И мы сразу подружились.
На съезде мы случайно наткнулись на Юрия Кузнецова. (Господи, как это было давно, целая вечность минула…) Александр Плетнёв, прекрасный русский прозаик крестьянского высева, только что вылез из шахты и поклонился Москве; высокий, с покатыми плечами навальщика угля, бугрятся от мышц тесные рукава пиджака, чёрная кудря на голове обрамляет смуглую плешку, глаза — блестящий антрацит, с плутовской весёлой ухмылкой картёжного кидалы. Юрий Кузнецов — похож на Блока поставом головы, он в начищенных штиблетах, при галстуке, рослый, сановитый, взгляд снисходительный такой, принахмуренный; стоит мужик, покачиваясь, наверное, любуясь собою, вроде бы и с Плетнёвым ведёт разговор, а замороженные глаза уставлены внутрь. Я маюсь в кресле, пень-пеньком, лишний в компании, но и покинуть неловко, будто кто за руку держит. Кузнецов вскользь, небрежно на меня взглянул, как на пустое место, не кивнул головою, ни слова ни полслова ко мне, хоть бы просто так, из вежливости, ведь видел, стервец, мою фотографию в журнале рядом со своею. Это меня несколько смутило и огорчило, потому что я был Кузнецовым очарован; это редкое чувство поклонения не оставляет меня и поныне.

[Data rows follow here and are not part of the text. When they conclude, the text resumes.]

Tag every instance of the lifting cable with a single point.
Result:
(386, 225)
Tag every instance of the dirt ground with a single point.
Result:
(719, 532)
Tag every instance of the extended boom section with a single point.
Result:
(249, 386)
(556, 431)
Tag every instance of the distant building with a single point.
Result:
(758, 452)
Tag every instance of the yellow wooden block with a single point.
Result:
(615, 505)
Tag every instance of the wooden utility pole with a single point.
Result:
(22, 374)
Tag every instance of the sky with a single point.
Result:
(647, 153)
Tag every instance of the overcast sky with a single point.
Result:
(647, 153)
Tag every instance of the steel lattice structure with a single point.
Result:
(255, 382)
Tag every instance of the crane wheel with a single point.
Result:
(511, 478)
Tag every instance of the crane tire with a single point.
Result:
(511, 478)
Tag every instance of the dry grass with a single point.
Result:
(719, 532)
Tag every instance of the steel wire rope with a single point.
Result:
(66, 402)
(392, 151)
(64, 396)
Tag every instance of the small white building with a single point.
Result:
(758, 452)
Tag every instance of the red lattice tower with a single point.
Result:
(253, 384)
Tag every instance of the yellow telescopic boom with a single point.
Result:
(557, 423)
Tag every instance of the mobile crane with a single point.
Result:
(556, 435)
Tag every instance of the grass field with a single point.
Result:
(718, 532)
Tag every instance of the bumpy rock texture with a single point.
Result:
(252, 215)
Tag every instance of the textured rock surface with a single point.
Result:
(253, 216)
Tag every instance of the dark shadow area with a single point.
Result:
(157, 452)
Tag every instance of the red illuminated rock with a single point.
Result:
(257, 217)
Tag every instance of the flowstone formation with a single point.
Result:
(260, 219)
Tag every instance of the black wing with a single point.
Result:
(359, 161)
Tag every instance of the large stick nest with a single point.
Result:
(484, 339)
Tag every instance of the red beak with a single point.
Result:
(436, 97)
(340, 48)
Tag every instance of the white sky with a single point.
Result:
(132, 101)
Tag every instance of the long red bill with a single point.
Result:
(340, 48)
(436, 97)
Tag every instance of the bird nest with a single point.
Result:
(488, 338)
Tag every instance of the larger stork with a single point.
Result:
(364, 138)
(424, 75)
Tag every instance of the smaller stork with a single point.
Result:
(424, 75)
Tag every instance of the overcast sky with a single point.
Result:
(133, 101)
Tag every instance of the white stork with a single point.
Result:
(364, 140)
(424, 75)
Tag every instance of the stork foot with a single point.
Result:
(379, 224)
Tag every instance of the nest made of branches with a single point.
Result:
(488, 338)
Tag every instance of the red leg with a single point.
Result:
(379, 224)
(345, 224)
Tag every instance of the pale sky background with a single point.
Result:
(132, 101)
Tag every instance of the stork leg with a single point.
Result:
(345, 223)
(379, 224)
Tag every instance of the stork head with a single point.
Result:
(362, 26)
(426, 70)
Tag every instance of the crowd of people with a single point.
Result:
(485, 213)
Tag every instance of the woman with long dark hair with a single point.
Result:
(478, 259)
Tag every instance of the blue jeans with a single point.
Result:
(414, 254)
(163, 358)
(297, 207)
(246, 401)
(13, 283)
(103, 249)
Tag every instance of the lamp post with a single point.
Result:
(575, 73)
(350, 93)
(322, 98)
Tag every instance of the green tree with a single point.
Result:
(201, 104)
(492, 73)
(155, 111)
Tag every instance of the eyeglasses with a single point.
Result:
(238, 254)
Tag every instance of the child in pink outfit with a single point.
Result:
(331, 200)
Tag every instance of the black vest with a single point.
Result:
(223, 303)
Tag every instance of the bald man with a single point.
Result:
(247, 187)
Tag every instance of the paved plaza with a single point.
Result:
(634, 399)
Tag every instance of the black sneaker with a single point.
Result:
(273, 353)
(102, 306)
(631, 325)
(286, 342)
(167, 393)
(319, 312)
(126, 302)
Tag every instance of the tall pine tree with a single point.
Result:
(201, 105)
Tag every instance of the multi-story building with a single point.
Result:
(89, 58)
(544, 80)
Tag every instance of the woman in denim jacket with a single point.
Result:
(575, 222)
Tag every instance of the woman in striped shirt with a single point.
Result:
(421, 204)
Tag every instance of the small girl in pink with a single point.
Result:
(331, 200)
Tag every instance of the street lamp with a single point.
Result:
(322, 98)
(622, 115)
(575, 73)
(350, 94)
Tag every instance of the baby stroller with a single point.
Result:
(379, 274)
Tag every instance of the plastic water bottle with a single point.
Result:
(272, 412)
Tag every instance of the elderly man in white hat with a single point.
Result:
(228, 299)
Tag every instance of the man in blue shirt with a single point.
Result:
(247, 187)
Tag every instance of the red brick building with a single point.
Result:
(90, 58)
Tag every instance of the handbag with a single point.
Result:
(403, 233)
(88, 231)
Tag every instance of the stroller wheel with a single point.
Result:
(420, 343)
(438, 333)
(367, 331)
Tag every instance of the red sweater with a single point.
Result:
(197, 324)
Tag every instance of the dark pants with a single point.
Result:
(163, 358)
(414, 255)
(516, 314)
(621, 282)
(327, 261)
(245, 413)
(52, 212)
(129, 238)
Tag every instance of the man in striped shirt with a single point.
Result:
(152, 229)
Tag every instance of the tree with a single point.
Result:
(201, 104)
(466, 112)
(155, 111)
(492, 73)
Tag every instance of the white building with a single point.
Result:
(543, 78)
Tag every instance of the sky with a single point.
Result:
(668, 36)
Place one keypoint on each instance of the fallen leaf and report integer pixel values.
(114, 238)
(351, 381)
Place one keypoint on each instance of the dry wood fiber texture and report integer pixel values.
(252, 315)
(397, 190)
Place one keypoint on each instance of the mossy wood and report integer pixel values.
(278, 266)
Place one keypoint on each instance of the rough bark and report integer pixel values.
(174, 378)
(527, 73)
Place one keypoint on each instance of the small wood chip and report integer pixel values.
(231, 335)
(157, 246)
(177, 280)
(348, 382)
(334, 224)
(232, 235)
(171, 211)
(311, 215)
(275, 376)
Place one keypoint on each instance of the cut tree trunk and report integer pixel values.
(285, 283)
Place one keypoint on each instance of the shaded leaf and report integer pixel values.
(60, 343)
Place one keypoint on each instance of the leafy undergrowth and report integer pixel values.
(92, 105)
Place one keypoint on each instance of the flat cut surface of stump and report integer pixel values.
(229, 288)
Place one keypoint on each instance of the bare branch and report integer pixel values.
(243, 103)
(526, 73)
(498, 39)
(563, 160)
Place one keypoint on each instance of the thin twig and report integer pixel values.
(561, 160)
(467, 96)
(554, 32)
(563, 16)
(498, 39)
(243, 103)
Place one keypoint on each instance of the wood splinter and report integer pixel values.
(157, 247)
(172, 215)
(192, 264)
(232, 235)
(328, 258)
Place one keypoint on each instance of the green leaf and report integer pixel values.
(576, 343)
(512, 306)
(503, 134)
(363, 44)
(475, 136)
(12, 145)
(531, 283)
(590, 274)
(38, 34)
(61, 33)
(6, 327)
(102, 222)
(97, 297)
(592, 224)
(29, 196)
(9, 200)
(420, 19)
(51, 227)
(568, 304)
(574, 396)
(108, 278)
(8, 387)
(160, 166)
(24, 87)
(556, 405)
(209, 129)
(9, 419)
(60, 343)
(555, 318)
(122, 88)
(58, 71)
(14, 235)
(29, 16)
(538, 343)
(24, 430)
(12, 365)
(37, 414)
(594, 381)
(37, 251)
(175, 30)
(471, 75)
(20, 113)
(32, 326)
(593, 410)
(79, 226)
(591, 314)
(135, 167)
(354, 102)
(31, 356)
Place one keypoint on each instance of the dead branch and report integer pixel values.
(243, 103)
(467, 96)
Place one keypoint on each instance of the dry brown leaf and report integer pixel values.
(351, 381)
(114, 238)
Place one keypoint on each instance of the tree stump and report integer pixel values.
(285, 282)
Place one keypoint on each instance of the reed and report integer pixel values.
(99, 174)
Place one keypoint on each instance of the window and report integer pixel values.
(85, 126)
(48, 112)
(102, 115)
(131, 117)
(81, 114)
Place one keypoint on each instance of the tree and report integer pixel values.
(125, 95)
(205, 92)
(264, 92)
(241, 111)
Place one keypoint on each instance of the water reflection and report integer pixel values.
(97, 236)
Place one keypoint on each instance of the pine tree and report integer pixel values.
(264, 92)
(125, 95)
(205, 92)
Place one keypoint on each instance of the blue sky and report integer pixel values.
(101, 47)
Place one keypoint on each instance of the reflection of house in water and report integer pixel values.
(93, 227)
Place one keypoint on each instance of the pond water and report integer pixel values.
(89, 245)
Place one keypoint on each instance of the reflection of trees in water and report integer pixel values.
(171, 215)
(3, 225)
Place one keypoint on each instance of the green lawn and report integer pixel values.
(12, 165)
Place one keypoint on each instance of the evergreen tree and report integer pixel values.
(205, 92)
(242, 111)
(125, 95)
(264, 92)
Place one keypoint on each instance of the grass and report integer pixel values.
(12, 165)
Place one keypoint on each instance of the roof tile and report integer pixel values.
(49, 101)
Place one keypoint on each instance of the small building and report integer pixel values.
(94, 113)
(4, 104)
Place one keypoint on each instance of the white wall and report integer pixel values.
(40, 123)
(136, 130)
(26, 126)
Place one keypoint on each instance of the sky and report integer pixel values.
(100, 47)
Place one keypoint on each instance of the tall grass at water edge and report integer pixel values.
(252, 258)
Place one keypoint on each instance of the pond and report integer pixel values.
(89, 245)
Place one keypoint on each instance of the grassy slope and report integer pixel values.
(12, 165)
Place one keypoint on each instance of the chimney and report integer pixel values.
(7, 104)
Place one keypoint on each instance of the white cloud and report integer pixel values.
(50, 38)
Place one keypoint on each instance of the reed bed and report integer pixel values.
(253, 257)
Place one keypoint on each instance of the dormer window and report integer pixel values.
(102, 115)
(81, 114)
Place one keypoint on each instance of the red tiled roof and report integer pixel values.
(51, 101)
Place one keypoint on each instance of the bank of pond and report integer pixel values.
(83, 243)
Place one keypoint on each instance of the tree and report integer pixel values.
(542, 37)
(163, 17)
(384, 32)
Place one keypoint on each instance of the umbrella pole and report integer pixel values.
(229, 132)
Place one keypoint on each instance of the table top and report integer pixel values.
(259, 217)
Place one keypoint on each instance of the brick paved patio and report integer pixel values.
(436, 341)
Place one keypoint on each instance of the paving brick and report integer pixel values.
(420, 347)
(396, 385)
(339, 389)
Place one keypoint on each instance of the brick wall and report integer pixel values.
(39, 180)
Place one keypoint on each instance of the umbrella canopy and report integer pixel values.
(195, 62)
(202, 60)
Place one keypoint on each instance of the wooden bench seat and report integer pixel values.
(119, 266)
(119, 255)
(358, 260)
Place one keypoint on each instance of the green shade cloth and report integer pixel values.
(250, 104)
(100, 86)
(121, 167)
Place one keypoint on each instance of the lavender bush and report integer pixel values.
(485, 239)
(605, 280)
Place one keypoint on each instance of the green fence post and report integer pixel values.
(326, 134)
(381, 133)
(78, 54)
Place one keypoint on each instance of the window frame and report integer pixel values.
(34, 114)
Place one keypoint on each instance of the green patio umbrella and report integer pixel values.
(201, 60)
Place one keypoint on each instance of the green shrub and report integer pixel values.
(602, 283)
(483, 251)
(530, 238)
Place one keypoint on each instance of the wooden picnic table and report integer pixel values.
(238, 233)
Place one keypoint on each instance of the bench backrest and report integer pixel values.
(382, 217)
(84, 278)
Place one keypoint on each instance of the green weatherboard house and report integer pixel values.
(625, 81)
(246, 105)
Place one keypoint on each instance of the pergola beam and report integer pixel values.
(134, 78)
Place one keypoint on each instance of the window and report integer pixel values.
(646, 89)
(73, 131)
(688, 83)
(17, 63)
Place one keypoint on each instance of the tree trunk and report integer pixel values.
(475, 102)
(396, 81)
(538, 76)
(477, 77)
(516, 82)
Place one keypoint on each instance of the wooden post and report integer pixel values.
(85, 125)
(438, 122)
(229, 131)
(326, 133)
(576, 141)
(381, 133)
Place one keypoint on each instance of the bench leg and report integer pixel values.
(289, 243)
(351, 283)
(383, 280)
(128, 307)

Позднее сошлись вроде бы поближе, но оставались на расстоянии. Мы — дети войны; невольно обнаружилась некоторая схожесть детских впечатлений. Похоронный треугольник невольно связывал нас в некое братство своего времени; за нами молодежь народилась уже иная, не испытавшая раннего голода и трагизма жизни. Судя по стихам, Юрий Кузнецов был уязвлен сиротством, гибель отца наложила отпечаток на характер. Он постоянно вспоминает войну, но вспоминает с торжеством победителя и мужеством воина. Отсюда, быть может, некоторая нелюдимость и скрытность: некому было прикрыть грудью и приходилось защищаться самому. Отсюда одиночество, ветер, бездна, откуда не возвращаются; бездна, в которой борются стихии, куда отчего-то манит, до жути в груди, до сердечных спазм. "Шёл отец невредим", — и вдруг бездна, лишь клуб страшного вихря в лицо из тёмной сосредоточенной в себе глубины, где таится иная, недоступная пониманию жизнь. Сколько счастия ожидалось с возвращением отца, — и вдруг пустота. "Отец!.. Ты не принёс нам счастья!" — жестоко восклицает отрок. Утрата долго казалась невосполнимой, эту брешь мог заполнить лишь живой отец и больше никто. И с другой стороны, — размышляет позднее Кузнецов, — ну, предположим, вернулся бы отец с войны, и что? Стал бы я благополучным генеральским сынком, и поэтический родничок, открывшийся из тайных недр, скорее всего замутился бы, иль заилился и иссякнул… Гибель отца — детское горе, которое позднее потухает и погружается в забвение; но гибель отца — и благое страдание, из которого проклюнулся поэт.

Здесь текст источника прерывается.